Nathalia Nunes Borges com a mãe Kátia Lopes Nunes. Duas gerações com o mesmo objetivo, envelhecer bem. (Foto Alle Tavares)
Nathalia Nunes Borges com a mãe Kátia Lopes Nunes. Duas gerações com o mesmo objetivo, envelhecer bem. (Foto Alle Tavares)

A nova tendência é a busca pelo “Quiet Beauty”, o envelhecimento que valoriza a naturalidade e sutileza contra procedimentos estéticos exagerados

A busca pela beleza e juventude sempre foi explorada nos contos de fadas. Quem se lembra da clássica pergunta da Rainha Má da Branca de Neve ao espelho? “… Existe alguém mais bela do que eu?”. Mais recentemente, a personagem Mãe Gothel, do filme Enrolados, é uma vilã vaidosa que sequestrou Rapunzel para viver eternamente jovem e bela. E na vida real? Será que há alguma semelhança com as histórias da Disney?

A mulher sofre pressão social em relação à beleza desde nova e envelhecer pode ser muito traumático para algumas pessoas. A psicóloga Karoline Balestiere explica. “O ser humano tem várias versões e no processo de envelhecimento a tendência é não mostrar essa nova versão. Por isso, é muito importante a mulher se conhecer, para poder sustentar quem realmente ela é”, avalia.

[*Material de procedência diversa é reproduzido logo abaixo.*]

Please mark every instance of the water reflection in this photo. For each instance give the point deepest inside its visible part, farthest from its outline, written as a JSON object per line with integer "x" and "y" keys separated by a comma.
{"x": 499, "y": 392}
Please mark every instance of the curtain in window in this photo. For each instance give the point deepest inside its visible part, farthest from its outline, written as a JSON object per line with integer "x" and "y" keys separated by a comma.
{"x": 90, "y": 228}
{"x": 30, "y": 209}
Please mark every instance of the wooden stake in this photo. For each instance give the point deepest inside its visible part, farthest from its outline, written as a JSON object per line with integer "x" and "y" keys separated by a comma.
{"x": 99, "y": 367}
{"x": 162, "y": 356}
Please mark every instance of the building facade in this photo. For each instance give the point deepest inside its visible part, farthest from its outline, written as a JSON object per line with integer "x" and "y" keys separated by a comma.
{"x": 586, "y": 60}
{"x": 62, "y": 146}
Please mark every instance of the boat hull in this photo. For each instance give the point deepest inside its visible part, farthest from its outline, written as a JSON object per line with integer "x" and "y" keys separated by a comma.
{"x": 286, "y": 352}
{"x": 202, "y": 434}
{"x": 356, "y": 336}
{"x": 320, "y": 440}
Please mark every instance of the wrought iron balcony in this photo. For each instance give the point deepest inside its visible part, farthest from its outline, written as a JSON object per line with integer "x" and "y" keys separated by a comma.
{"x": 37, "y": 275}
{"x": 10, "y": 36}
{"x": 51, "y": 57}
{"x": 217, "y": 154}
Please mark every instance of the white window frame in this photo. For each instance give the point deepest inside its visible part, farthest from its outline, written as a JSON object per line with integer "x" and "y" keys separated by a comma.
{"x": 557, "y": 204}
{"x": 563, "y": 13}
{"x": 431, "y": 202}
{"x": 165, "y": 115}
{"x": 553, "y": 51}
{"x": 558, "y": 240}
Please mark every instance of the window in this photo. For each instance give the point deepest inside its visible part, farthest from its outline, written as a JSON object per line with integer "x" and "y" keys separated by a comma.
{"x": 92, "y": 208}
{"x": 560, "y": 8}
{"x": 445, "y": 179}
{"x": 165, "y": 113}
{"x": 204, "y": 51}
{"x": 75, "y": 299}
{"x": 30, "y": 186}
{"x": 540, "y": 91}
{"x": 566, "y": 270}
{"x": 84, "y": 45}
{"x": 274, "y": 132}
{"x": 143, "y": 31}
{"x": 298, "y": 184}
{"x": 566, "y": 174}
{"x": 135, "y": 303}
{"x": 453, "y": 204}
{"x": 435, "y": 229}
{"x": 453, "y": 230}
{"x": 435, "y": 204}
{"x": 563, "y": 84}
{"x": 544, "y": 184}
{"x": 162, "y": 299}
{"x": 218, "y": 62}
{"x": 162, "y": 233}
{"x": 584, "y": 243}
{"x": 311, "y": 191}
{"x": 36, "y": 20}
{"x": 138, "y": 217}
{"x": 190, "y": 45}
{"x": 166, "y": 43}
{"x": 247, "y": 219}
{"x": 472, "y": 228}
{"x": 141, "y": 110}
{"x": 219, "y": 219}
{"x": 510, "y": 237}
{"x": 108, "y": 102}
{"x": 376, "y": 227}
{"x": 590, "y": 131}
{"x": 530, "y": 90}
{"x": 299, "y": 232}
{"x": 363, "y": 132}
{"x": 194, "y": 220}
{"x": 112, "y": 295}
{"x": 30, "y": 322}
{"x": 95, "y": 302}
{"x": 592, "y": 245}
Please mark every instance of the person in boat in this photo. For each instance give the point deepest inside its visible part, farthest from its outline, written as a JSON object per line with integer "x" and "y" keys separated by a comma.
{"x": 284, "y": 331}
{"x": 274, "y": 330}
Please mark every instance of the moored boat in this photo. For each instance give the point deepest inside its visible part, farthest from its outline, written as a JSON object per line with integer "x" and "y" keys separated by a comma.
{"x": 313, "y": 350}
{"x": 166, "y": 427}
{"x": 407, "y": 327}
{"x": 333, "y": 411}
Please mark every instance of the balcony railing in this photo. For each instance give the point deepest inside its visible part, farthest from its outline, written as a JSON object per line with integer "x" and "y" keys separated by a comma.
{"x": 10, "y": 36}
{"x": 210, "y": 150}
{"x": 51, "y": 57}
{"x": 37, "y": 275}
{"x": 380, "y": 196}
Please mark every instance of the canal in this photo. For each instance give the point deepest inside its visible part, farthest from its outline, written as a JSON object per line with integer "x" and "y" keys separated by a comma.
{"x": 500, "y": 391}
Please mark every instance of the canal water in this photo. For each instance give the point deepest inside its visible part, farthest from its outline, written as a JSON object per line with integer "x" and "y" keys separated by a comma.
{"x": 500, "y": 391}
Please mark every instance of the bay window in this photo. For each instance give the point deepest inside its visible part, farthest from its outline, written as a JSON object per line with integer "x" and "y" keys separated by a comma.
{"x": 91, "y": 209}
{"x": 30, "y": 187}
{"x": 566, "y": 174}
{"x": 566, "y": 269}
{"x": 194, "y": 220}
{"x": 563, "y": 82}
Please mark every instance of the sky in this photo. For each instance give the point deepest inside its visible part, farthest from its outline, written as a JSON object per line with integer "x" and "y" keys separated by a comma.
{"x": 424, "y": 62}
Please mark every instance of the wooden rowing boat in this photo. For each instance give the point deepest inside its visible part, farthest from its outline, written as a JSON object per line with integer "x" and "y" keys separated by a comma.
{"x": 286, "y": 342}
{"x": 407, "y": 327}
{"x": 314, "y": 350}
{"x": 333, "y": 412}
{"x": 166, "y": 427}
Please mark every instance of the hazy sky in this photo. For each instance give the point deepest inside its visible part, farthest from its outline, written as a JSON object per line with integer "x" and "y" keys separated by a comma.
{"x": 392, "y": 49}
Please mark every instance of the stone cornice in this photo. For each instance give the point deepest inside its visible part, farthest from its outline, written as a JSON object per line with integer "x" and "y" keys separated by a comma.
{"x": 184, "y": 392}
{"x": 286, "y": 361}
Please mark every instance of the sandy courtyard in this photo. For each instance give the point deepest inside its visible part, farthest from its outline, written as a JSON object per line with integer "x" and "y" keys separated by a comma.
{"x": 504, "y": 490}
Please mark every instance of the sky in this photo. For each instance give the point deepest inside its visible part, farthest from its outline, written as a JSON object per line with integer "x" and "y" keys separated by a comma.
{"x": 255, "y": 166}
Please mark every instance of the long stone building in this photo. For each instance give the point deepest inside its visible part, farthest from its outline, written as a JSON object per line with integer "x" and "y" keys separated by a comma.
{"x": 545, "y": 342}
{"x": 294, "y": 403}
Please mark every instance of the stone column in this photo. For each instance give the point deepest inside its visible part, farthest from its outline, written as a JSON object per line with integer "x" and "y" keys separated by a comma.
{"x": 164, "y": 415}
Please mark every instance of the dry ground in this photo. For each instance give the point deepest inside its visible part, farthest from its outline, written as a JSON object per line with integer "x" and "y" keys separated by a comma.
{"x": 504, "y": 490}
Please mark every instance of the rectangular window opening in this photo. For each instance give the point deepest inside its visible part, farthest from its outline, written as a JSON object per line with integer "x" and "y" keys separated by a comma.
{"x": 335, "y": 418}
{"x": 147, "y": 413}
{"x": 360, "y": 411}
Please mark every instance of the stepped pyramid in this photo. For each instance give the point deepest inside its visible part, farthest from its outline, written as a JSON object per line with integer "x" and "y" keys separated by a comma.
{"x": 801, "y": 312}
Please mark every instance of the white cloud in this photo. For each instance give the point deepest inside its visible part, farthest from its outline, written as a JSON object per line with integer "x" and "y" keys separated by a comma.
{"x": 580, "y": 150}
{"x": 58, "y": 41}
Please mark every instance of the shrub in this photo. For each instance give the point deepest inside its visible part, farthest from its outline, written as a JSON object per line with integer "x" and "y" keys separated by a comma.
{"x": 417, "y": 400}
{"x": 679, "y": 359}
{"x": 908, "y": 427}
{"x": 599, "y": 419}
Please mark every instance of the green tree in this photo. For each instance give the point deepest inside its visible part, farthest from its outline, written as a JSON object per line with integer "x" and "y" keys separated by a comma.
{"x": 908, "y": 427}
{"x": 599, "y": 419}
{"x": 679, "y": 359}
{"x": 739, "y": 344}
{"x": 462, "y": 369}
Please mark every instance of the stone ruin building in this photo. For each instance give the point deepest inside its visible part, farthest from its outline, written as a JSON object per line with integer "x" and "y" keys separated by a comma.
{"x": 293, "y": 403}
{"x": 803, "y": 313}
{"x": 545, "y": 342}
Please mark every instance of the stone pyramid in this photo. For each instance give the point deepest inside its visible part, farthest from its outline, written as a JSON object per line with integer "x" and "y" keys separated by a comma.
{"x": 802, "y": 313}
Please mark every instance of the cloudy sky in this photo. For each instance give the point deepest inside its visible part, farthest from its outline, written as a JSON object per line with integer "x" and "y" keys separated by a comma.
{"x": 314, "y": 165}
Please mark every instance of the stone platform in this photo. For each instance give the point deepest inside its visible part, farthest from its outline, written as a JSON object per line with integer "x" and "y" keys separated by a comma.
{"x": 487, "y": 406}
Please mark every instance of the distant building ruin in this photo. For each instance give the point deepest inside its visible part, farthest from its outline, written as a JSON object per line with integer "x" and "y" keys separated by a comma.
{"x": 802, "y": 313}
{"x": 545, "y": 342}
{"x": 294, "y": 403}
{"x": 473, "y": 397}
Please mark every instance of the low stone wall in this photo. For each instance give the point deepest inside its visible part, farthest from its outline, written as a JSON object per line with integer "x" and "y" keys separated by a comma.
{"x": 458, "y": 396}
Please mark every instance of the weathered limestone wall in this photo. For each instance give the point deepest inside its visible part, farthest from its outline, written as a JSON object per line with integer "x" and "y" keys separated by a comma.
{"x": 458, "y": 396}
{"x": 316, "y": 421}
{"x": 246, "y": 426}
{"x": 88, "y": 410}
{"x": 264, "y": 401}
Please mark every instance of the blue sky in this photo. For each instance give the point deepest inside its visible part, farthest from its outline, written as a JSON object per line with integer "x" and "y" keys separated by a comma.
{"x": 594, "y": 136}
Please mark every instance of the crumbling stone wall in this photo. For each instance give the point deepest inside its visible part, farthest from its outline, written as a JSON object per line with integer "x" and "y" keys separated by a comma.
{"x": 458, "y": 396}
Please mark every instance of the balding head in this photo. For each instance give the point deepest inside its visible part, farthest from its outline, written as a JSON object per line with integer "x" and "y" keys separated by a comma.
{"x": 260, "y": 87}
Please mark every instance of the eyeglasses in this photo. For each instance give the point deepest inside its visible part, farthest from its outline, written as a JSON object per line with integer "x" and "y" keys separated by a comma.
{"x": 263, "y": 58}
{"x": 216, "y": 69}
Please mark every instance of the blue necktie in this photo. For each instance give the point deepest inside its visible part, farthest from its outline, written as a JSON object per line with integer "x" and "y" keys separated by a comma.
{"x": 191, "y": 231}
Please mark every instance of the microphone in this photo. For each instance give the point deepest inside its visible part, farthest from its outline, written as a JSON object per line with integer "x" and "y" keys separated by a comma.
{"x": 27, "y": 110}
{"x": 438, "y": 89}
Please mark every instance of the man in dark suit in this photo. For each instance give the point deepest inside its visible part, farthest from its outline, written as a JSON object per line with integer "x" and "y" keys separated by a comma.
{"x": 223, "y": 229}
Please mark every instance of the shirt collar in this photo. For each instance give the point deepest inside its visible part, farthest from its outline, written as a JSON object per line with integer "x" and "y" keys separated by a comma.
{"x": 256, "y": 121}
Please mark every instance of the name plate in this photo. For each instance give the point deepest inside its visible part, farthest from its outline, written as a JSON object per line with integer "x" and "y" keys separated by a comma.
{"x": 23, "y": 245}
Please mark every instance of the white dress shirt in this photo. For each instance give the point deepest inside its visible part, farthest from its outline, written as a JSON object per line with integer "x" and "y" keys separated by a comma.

A dermatologista Dra. Michele Monteiro explica que houve um momento na estética em que os excessos, principalmente nos preenchimentos, comprometeram a naturalidade dos resultados. (Foto Ana Amado)
A dermatologista Dra. Michele Monteiro explica que houve um momento na estética em que os excessos, principalmente nos preenchimentos, comprometeram a naturalidade dos resultados. (Foto Ana Amado)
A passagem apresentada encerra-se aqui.